Congress Steps Up To Fund Maritime, Inland Needs
The inland waterways industry got some good news with the passage by Congress of the $1.3 trillion omnibus appropriations bill to keep the government going for the rest of 2018, which President Trump signed even though he criticized some of its provisions.
On funding of projects important to the waterways industry, Congress ignored the president’s budget requests, instead properly funding maritime and inland infrastructure needs. Especially noticeable was the snubbing of the President’s proposed measures to attract $800 million in private infrastructure financing with $200 million in federal “seed money.” The budget ignored the president’s request for new user fees, which the American Waterways Operators (AWO) and Waterways Council Inc. both strongly opposed.
When it came to Corps of Engineers appropriations, Congress provided a record $6.827 billion to the Corps, $789 million more than in fiscal 2017 and $1.8 billion more than the administration’s budget request. That includes a record-setting $3.63 billion for the Corps’ operation and maintenance (O&M) account; and allotted $1.4 billion from the Harbor Maintenance Trust Fund, 45 percent above the president’s request and $100 million more than last year’s appropriation.
Thankfully, the spending plan for the rest of fiscal 2018 budget will more than double funding for work on the new Chickamauga lock, paying for all planned construction this year.
The Maritime Administration was given $979.6 million, $457 million above the 2017 level. The Assistance to Small Shipyards Program was kept at the same funding level of $10 million, and the Marine Highway Program was funded at $7 million, up from $5 million.
The Transportation Investment Generating Economic Recovery (TIGER) grants program, also known as National Infrastructure Investments, was tripled from last year’s $500 million to about $1.5 billion.
Despite these positive measures, the inland waterways industry didn’t get everything on its wish list. On AWO’s top priority, the Vessel Incidental Discharge Act (VIDA), Congress punted. Despite an intensive effort by AWO and its VIDA Coalition partners, VIDA was not included. AWO said it “will continue to lead the coalition and work with congressional allies to find another vehicle for passage of this much-needed legislation this year.”

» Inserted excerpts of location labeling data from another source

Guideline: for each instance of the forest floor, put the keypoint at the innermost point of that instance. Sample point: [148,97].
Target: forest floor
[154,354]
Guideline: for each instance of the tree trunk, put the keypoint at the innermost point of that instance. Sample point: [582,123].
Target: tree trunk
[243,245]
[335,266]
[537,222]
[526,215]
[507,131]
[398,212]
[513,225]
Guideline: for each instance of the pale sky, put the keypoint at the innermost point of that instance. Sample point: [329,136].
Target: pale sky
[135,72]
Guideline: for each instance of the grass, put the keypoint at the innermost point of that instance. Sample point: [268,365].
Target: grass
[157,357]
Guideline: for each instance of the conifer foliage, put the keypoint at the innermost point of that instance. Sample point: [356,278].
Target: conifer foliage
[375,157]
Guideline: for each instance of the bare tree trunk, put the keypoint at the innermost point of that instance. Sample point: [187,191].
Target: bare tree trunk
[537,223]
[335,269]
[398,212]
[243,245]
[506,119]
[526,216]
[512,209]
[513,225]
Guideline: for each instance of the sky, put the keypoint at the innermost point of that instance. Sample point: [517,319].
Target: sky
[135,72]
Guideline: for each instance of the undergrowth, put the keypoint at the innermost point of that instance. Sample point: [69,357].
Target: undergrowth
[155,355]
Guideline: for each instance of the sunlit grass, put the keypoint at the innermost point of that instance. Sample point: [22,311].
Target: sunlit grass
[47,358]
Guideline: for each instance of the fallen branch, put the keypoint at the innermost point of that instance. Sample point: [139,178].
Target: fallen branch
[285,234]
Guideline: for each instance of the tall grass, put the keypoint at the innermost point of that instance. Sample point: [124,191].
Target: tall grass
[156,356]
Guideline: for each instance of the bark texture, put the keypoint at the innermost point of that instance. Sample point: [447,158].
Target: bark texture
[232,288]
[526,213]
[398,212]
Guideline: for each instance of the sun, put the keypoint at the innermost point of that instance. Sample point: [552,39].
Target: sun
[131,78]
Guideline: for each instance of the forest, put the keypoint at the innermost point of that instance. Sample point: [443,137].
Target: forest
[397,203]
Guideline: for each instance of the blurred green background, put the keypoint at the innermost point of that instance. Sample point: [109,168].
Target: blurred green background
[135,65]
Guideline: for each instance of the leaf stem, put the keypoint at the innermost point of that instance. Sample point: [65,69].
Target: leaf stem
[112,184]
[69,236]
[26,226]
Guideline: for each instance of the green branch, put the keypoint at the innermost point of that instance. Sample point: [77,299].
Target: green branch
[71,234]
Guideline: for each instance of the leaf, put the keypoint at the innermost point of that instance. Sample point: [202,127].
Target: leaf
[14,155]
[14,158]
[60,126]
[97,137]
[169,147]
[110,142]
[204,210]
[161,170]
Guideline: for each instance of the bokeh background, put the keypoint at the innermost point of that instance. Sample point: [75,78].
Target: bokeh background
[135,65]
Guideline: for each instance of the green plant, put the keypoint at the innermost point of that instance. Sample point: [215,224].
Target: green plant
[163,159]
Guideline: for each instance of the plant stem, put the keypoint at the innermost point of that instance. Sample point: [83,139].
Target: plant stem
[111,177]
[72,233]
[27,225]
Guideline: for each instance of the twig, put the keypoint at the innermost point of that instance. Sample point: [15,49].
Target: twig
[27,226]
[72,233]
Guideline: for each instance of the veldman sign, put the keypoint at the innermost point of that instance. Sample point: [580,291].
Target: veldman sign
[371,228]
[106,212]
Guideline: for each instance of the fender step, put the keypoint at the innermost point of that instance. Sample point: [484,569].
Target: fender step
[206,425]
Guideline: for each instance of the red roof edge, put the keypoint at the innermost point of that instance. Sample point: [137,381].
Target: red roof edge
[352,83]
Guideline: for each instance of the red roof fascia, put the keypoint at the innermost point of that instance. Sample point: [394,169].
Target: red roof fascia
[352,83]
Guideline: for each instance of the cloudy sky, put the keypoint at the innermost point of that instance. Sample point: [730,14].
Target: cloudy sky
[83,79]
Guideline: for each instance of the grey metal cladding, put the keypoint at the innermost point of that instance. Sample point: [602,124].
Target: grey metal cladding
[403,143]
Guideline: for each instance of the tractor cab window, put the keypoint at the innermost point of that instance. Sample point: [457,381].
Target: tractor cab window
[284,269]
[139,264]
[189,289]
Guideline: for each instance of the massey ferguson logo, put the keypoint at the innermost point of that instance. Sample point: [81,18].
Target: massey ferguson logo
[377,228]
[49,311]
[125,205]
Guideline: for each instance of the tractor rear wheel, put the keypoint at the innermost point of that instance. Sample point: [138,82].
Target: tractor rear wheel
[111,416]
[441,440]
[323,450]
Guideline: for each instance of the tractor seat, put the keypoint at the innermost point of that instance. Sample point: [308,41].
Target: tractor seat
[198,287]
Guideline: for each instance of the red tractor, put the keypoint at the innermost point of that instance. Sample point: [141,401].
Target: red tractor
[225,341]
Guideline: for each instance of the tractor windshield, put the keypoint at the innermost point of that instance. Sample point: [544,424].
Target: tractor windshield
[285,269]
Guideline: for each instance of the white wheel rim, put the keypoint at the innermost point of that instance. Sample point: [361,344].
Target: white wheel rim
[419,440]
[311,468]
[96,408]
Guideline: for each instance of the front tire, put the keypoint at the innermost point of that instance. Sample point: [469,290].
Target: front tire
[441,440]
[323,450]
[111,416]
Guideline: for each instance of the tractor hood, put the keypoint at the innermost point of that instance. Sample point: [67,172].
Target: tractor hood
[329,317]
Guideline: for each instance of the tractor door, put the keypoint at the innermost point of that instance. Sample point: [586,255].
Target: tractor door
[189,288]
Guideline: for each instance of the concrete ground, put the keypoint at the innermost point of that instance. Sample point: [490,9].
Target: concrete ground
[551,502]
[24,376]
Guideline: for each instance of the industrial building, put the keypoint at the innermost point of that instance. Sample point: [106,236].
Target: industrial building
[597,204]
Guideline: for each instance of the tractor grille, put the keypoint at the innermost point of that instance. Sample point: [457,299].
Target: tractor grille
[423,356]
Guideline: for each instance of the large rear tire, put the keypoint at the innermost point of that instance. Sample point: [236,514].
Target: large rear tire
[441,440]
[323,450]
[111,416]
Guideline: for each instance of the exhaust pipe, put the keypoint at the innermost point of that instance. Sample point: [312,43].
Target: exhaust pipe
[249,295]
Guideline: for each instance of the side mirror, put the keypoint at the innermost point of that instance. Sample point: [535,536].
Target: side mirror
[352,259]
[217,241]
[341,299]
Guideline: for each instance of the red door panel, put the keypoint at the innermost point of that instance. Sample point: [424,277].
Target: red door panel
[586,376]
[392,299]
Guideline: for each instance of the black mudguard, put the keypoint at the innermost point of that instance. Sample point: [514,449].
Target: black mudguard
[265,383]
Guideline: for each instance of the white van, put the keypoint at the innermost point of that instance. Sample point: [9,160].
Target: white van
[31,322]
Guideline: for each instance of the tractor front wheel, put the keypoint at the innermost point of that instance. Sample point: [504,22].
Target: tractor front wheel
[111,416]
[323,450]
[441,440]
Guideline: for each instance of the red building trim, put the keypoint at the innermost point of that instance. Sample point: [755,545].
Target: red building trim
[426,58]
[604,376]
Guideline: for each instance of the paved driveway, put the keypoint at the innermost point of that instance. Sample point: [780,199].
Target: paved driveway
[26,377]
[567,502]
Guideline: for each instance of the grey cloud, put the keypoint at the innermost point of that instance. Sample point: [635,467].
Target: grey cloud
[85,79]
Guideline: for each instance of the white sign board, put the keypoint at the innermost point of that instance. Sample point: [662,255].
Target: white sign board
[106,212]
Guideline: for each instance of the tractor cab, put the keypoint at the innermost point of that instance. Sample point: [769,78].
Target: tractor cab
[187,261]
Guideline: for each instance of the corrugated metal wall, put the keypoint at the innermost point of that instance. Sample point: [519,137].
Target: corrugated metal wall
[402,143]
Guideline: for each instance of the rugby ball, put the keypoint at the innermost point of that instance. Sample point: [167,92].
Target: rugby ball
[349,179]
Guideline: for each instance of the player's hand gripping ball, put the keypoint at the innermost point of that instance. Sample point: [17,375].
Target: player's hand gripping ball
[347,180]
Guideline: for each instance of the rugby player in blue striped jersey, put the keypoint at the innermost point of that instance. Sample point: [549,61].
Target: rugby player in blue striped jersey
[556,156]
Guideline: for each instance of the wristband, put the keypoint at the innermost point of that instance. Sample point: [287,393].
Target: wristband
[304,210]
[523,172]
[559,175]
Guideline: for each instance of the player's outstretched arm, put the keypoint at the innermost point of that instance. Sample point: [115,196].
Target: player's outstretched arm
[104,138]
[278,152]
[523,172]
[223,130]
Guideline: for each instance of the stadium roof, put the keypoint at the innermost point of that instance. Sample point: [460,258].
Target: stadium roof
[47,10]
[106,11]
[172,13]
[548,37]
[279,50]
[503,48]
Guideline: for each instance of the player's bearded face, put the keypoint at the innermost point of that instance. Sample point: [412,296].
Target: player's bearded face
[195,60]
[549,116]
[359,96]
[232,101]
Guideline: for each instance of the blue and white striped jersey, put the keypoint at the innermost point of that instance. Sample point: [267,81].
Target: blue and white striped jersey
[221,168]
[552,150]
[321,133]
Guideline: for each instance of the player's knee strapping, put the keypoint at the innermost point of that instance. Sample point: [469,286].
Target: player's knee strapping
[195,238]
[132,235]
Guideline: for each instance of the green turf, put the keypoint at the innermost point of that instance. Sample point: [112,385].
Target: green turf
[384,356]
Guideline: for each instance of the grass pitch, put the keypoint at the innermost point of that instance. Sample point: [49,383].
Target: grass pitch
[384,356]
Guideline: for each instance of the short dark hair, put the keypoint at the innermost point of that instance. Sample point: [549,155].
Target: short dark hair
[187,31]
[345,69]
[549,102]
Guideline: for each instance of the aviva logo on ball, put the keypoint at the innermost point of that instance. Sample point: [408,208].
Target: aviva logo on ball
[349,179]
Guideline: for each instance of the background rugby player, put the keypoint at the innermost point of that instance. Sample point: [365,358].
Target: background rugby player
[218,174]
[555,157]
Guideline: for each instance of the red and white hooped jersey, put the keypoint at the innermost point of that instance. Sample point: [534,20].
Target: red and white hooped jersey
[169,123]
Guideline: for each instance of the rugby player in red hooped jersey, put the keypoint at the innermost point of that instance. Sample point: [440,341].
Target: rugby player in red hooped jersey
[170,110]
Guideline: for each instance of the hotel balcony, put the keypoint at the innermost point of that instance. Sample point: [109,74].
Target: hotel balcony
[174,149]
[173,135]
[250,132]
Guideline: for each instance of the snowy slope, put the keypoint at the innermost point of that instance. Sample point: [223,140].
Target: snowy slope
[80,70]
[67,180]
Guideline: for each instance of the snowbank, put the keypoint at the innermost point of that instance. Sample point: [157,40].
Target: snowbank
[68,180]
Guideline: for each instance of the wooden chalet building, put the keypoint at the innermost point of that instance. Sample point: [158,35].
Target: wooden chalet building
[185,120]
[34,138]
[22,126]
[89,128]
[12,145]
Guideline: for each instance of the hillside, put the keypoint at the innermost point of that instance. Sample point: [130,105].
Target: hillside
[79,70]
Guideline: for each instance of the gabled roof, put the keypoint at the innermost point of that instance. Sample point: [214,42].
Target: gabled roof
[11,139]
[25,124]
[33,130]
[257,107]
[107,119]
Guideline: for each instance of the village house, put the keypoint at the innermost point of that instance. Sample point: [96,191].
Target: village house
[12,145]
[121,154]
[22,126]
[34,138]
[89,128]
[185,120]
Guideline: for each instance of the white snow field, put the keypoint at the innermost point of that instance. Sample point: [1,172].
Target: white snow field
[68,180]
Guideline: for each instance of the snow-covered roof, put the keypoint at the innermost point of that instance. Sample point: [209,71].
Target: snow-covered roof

On the Great Lakes and Mississippi River Brandon Road Study, the bill merely urges the Corps to finalize it by February 2019, and to “implement protocols shown to be effective at reducing the risk of entrainment without jeopardizing the safety of vessels and crews.” AWO and the UnLock Our Jobs coalition issued a statement that said they “will continue to work with Congress and federal agencies to support Asian carp control measures at the Brandon Road Lock that do not compromise the safety of mariners or the efficiency of navigation.”
Until September, at least, the president’s desire for extensive private funding of infrastructure with the possibility of user fees will recede into the background. As our Washington Waves correspondent notes in this issue, D.J. Gribbin, Trump’s special assistant for infrastructure policy and the reported architect of Trump’s February infrastructure speech that included those proposals, has left the White House.
Whether the proposals will be resurrected during the next budget negotiation is impossible to say. A lot can happen in less than a year. There’s no relaxing in Washington, but waterways advocacy organizations can take satisfaction in their good work with members of Congress.